Great! We can see that each team played one another at least once, and Wisconsin and Ohio State played each other twice.

We just run a matrix solver at this point and we'll have our ratings!

In [46]:

colley_inv = pd.DataFrame(np.linalg.pinv(colley_mat.values),colley_mat.columns,colley_mat.index)
ratings = colley_inv.dot(colley_vec)
ratings.rename(columns={'str_of_rec':'rating'},inplace=True)

ratings = ratings.sort_values(by = ['rating'], ascending = False)

ratings.head(8)

Out[46]:

	rating
team
LSU	1.064182
Ohio State	0.986428
Clemson	0.943394
Georgia	0.926277
Penn State	0.891403
Florida	0.876903
Oregon	0.869208
Notre Dame	0.850672

Awesome! It looks reasonable too! We can compare this to Colley's ratings to see if we're right. As of 2007, Colley added in a roundabout way of including FCS teams, but our ratings should be very close to his. We can check 2006 and see that they agree up to four decimal places, which is good enough for me!
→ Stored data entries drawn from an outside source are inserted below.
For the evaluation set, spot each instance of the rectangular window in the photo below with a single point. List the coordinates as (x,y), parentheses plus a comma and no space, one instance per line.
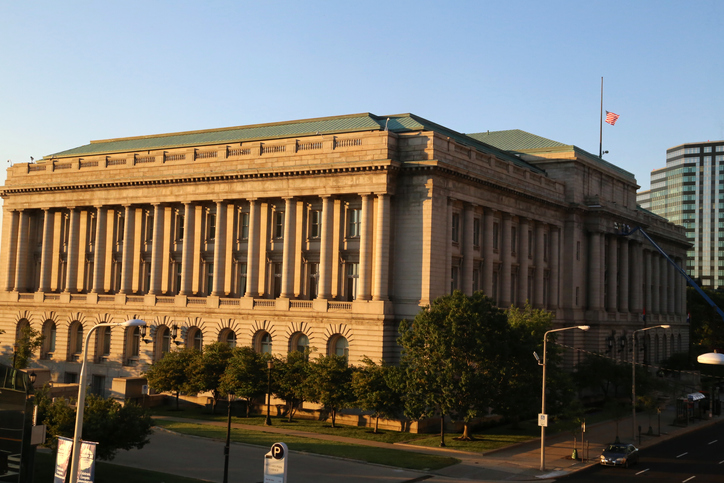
(278,224)
(454,275)
(456,228)
(313,280)
(244,226)
(352,278)
(353,227)
(315,224)
(476,232)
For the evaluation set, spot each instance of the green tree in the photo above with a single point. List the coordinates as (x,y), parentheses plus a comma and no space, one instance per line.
(521,373)
(29,340)
(453,355)
(174,372)
(290,377)
(112,425)
(329,383)
(245,375)
(375,390)
(207,370)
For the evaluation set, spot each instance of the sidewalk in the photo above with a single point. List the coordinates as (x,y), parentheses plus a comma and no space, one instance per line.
(520,462)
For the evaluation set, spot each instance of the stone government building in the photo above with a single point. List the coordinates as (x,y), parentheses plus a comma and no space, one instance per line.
(323,233)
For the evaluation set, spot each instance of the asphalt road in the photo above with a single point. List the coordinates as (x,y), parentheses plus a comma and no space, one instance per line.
(696,457)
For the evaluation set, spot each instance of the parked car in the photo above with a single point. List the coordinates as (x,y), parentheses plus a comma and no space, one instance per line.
(620,454)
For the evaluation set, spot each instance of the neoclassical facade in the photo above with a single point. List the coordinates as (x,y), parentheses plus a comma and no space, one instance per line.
(323,233)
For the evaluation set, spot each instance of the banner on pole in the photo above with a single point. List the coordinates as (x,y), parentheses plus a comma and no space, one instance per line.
(87,463)
(65,446)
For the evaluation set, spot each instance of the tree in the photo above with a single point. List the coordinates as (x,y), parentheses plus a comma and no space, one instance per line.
(329,383)
(208,368)
(375,390)
(29,340)
(521,373)
(290,377)
(112,425)
(173,372)
(453,355)
(245,375)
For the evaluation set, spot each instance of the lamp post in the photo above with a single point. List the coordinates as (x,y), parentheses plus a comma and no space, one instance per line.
(75,456)
(269,365)
(543,396)
(633,375)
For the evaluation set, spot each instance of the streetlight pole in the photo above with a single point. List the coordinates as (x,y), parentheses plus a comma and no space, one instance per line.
(80,404)
(267,422)
(633,376)
(543,396)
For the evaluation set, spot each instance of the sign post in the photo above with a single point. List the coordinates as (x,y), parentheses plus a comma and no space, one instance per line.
(275,464)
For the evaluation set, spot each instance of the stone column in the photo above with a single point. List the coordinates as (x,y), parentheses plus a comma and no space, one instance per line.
(290,210)
(11,220)
(488,264)
(612,267)
(524,249)
(157,249)
(46,258)
(648,278)
(325,249)
(365,250)
(382,248)
(656,279)
(220,250)
(594,271)
(554,265)
(624,274)
(187,256)
(21,273)
(539,261)
(99,260)
(71,284)
(468,254)
(505,247)
(252,253)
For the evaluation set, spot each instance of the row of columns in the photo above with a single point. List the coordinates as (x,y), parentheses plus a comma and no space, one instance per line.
(374,254)
(637,278)
(538,296)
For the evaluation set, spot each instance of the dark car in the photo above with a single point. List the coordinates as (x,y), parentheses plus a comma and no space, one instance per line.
(620,454)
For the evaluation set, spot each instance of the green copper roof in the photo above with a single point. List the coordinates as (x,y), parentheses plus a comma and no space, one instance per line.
(516,140)
(398,123)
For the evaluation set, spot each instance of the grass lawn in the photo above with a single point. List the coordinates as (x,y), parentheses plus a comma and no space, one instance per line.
(107,472)
(383,456)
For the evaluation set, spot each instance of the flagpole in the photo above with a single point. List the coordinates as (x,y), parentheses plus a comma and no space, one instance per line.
(600,129)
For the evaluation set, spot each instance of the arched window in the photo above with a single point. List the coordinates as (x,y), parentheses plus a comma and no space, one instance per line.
(263,342)
(162,342)
(194,338)
(298,342)
(75,341)
(49,336)
(229,337)
(338,345)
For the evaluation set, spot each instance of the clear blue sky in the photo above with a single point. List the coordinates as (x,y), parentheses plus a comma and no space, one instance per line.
(76,71)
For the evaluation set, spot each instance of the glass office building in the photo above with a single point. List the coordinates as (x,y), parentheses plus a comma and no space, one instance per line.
(689,191)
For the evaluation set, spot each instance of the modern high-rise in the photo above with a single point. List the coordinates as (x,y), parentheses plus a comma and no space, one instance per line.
(689,191)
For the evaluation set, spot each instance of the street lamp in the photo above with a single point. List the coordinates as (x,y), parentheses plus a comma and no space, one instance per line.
(633,375)
(269,365)
(543,397)
(80,404)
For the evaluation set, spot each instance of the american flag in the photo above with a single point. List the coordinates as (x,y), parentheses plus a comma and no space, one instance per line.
(611,118)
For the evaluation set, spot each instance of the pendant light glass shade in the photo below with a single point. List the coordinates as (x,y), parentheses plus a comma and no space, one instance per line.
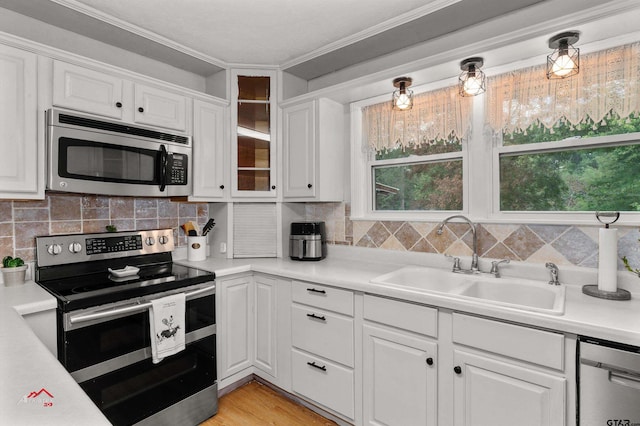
(403,97)
(472,81)
(564,62)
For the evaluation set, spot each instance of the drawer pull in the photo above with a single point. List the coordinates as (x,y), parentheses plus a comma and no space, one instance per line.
(318,317)
(319,367)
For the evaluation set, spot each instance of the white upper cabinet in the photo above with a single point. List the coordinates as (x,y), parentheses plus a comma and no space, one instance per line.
(157,107)
(86,90)
(22,160)
(253,118)
(314,151)
(94,92)
(209,160)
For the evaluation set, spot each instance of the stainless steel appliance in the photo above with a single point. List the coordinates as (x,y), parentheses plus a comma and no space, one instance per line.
(307,241)
(103,325)
(93,156)
(609,383)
Next time, we'll take this resume ranking system and see what we can do to make it more representative of team's power. Colley's Matrix Method is a compelling way for accounting for strength of schedule. If we can find a way to add in more information than simply wins and losses, we may be able to create some pretty reliable power ratings!